TOKYO — Tokyo’s Edogawa Ward is trialing a virtual ward office in the metaverse, aiming to offer administrative services for people unable to visit the real-life office.


In the “metaverse ward office,” local residents can use their avatars to move around inside a virtual municipal hall, which is designed like the real one, after accessing the virtual space from the ward’s website. The ward aspires to make the service fully available to all residents, covering all of its departments by fiscal 2028.


Starting Sept. 20, some local groups of people with disabilities have been allowed to complete procedures and seek consultations at the ward’s department of welfare for the disabled through the metaverse. The initiative, which is rare nationwide according to the ward, ultimately aims to provide administrative services equally to all, including those who find it difficult to come to the ward office for a variety of reasons.



During the test phase, the virtual office is only accessible to some groups of people with disabilities as designated by the ward. Inside the virtual office are a general information lobby and a consultation room staffed with the ward’s department of welfare for the disabled. Users can exchange messages through audio and chats.

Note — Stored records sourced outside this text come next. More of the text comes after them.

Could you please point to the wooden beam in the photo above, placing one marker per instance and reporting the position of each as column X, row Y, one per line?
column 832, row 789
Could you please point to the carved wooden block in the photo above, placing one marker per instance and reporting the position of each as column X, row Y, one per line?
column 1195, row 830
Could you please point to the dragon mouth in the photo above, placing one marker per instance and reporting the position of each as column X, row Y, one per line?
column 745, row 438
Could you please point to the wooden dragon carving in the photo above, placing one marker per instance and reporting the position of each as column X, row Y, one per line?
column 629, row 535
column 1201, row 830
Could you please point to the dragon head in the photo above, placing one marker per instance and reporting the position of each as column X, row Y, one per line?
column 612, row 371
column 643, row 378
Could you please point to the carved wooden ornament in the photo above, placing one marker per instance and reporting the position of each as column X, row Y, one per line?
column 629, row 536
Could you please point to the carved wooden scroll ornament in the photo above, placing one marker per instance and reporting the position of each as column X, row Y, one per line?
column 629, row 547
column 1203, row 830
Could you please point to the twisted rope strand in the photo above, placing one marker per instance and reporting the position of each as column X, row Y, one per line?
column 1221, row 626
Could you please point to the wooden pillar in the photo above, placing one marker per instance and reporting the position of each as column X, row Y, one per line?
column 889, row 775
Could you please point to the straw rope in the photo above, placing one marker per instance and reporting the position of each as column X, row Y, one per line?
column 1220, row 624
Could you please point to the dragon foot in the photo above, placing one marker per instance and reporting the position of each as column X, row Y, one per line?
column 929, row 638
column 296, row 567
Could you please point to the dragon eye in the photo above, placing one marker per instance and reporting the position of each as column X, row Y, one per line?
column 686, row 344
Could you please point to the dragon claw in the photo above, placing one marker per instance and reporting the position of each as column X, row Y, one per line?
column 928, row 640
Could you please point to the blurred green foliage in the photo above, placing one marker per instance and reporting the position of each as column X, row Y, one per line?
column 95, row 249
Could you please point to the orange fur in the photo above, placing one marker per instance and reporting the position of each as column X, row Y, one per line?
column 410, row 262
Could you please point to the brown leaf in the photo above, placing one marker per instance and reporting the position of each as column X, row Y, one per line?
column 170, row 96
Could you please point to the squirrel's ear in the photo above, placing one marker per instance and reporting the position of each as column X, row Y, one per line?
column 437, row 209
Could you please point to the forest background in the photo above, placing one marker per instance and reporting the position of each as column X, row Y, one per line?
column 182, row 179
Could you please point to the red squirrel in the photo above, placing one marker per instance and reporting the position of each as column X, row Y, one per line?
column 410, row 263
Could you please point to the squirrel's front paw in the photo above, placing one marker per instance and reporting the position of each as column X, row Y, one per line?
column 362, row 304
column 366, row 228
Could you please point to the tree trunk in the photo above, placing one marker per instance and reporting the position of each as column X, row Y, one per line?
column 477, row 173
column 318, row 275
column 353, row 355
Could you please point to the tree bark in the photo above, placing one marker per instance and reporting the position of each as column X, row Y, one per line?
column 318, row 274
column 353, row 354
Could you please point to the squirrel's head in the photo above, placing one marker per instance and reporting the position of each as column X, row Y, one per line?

The ward has been digitizing various procedures in a bid to make its services equally available without physically visiting the office to all residents regardless of where they live and whether they have disabilities. Of the 2,697 procedures offered by the ward, 1,112 have already been digitized. Further, online consultations are available at 103 of the ward’s 139 departments offering consultation services.


The trial launch of the metaverse office is part of this policy. After applying user requests taken during the experiment, the ward aims to make the metaverse service available in all departments and to all ward residents by fiscal 2028, when the municipal government buildings are scheduled to be relocated.


Meanwhile, the ward intends to ask the national government to allow procedures that currently require physical visits for legal reasons to be completed entirely online.


Ward Mayor Takeshi Saito told a press conference, “We hope to bring about an ‘ultimately barrier-free’ system where everyone, including those with disabilities or unable to leave their bed, can receive services of the same quality through the use of the metaverse ward office.”